BERKELEY: "The Clash of '68" (March 27 - April 23) at Pacific Film Archives commemorates the fortieth anniversary of May 1968, a time of intense political unrest across the globe and, what seems even more remarkable now, a time when those tensions were reflected in a series of high-profile movies. In its efforts to convey the full range of "revolutionary" political cinema at the time, the programming mixes some especially choice examples (including Alain Tanner's 1975 comedy Jonah Who Will be 25 in the Year 2000, from a screenplay by John Berger; Bertolucci's Before the Revolution and Godard's La Chinoise; Costa-Gavras's torn-from-the-headlines thriller Z, which rewrote the rules on packaging political content in a commercial form; and Gillo Pontecorvo's The Battle of Algiers required viewing at the Pentagon for those trying to learn how to fight an insurgency, and its controversial follow-up, Queimada! (better known here as Burn!) starring Marlon Brando) with such obscurities and oddities as The Revolutionary (1970), an allegorical look at campus activism starring young Jon Voight as a fellow called "A." (Attention, Steve Ditko!) Especially notable: A Grin without a Cat, one of the documentarian Chris Marker's obsessive yet playful meditations on where the heck we've been and how we all ended up here. Show up twenty minutes ahead of screening time and listen to Pacifica Radio's "Revolution Rewind Moments", aural montages of high points from 1968 as captured by news radio microphones. (The program is presented in conjunction with the exhibit Protest in Paris 1968: Photographs by Serge Hambourg", at Berkeley Art Museum.)

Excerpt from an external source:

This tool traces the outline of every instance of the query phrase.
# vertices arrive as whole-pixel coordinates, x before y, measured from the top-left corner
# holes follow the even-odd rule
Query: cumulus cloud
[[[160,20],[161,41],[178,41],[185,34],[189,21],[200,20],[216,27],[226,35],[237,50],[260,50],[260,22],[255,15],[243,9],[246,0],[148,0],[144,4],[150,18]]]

Also at PFA: "Heinz Emigholz: Architecture as Autobiography" (April 1 - April 17) brings together five of the German filmmaker's "Photography and Beyond" documentaries, focusing on such architects as Louis Sullivan, Bruce Goff, and Rudolph Schindler. Emigholz will be in attendance at several of the screenings.
NEW YORK: Starting March 26, the Anthology Film Archives dusts off two of the early comedies of writer-director-star Albert Brooks. Like Woody Allen's earliest stuff, these movies are spotty, erratic, and not always so easy on the eyes, yet keep hitting wild streaks of comic inspiration that could have come from nobody else. Brooks's first film as a triple threat, the 1979 Real Life, in which he plays a documentarian who invades a "normal American family" household, was once a parody of the PBS series An American Family and now looks like a prescient vision of a time when it would seem as if nobody could walk to the bathroom without tripping over a camera cord. 1981's Modern Romance, about a malfunctioning love affair (between Brooks and Kathryn Harrold) that proves too dysfunctional to simply die, features a Qualuude-fueled routine by Brooks that's as funny as any five minutes of footage from the '80s.